Picture this

From analog cameras to digital devices, photography has come a long way over the last few decades, easing up things

September 02, 2018 12:21 am | Updated May 26, 2021 01:27 pm IST

Once upon a time not so long ago, there lived a king and queen who took too many pictures. If they wrote it, this is how my story would read. It was just three reels yet was becoming family folklore. We had committed the crime of taking more than a hundred pictures on our week-long honeymoon. “That’s more than 15 snaps a day,” a kinsman solemnly observed.

Thirty-five years later, it is hard to believe that something that was considered such a colossal waste has become just routine. We take bursts of shots just to ensure we get the perfect picture, sans closed eyes and twisted smiles.

Considering the way things were done in the past, it is amazing we still got a fair yield of good pictures. To think that we took a single shot (taking an extra was an unaffordable luxury) and then waited months for the reel to be completed because pictures were taken on special occasions. Perhaps it worked because photography was a very serious and skilful business back then. So not only the photographer but also the subjects were careful too, paying attention, standing ready, looking straight into the lens. And then the idiot-proof digital camera arrived and changed everything. It now allows anyone to take photosby trial and error, at no extra cost, by trial and error.

Before continuing I digress to provide some background to the clueless. A photo, nowadays, is a piece of digital information that can be instantly sent to a friend, uploaded on a website or edited on a computer. Before they were digitalised, cameras were analog devices that captured pictures as patterns of light and dark on silver treated reels of plastic film. The reel was developed using chemicals, thus fixing the latent invisible image as a negative. The negative was printed to get the positive, the photograph as we know it. The reel that had 36 prized rectangular frames came in a cartridge that was snapped into the camera. The top and bottom of the reel had a row of little holes so each section of the film could be wound out of the way after a photo was taken, simultaneously releasing an unexposed frame ready for the next shot.

Sometimes by a stroke of luck the reel had an extra frame or two. So when you turned the lever after the thirty-sixth exposure and it moved on, it was reason to rejoice. But this joy came with a caveat, if you could continue to wind the reel it meant it had not been mounted correctly. This happened to us at the Ajanta and Ellora caves. We wanted to take one last picture of the magnificent entrance when my husband noticed that the reel had finished. He gingerly pulled the lever and we were thrilled that there was an extra. After clicking the picture he happily declared that there seemed to be another and I quickly posed for it. It was only after three ‘free’ clicks that we grew suspicious and checked to find the reel wasn’t mounted. The end result, we don’t have a single picture of our visit.

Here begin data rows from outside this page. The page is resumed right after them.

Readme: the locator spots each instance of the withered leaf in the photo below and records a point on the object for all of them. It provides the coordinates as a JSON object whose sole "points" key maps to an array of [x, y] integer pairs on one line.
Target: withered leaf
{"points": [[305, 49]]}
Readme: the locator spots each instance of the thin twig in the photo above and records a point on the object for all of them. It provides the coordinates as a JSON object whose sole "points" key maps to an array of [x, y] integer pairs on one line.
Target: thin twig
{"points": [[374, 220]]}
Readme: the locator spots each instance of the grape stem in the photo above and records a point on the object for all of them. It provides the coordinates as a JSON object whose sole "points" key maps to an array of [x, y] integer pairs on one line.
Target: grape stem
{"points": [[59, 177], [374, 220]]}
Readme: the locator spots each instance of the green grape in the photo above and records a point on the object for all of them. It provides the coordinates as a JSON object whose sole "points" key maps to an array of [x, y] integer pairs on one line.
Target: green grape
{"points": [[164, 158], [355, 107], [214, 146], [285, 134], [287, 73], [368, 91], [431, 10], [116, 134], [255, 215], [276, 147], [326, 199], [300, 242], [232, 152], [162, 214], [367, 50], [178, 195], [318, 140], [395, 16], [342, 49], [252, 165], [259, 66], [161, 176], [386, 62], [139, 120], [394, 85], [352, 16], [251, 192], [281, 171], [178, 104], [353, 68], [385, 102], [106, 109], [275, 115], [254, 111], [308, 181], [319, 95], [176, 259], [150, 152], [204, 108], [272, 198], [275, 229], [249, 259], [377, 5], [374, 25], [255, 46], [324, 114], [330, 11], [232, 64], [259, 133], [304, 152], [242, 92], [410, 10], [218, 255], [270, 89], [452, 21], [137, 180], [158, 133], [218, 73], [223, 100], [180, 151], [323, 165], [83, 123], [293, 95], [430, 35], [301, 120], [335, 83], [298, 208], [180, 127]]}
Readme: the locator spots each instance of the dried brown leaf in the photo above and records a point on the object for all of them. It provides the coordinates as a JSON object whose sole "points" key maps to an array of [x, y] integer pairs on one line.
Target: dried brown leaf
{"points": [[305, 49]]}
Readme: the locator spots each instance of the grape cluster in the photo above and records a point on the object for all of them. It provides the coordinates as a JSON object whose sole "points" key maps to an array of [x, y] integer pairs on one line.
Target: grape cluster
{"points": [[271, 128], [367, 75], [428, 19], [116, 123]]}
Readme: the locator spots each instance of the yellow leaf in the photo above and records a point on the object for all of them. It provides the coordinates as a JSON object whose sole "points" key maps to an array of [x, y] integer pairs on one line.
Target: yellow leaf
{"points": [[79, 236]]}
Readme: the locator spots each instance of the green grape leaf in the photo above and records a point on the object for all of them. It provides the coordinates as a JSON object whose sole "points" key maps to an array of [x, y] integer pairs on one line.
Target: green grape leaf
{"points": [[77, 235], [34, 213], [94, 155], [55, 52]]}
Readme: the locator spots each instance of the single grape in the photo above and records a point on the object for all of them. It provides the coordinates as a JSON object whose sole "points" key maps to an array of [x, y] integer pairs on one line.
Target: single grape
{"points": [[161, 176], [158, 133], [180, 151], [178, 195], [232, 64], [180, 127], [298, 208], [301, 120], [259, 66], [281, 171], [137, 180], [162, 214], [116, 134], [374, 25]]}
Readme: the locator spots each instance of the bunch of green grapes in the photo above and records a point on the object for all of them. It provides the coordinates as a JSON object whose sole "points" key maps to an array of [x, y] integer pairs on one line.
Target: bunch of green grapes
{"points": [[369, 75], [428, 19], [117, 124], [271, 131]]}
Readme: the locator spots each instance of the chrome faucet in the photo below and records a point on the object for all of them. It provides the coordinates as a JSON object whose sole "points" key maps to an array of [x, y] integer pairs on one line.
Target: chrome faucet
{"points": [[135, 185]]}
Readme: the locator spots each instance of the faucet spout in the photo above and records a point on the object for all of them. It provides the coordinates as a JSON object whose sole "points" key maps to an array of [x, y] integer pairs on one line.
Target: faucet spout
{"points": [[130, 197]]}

Nowadays, with most of our pictures stored in virtual albums, the cloud and web I sometimes worry about their fate. If the system develops a glitch, will all our memories be lost, gone in a flash, reduced to cyber dust?

Talking of memories, I often reminisce of a childhood incident when I see the thoughtlessness with which we take pictures today. My class teacher had offered to take a family photograph at my birthday party. Moments later she apologised that she had inadvertently clicked when no one was looking. My father tried to comfort her saying that freezing a candid moment was good too. She sheepishly admitted she hadn’t been looking either. And then both of them gravely agreed it was a ‘dead loss’.

Six months later when we got the reel developed, the envelope contained an off-centre shot of the decorative light over our dining table. A dead loss, indeed, made worse by the additional expenditure of consigning it to paper. Dad duly scolded the studio owner for this lapse and then decided to keep the photo in our album. Just to remind us kids what happens when you don’t pay attention. It is still housed there, a reminder of those simpler times when every picture counted!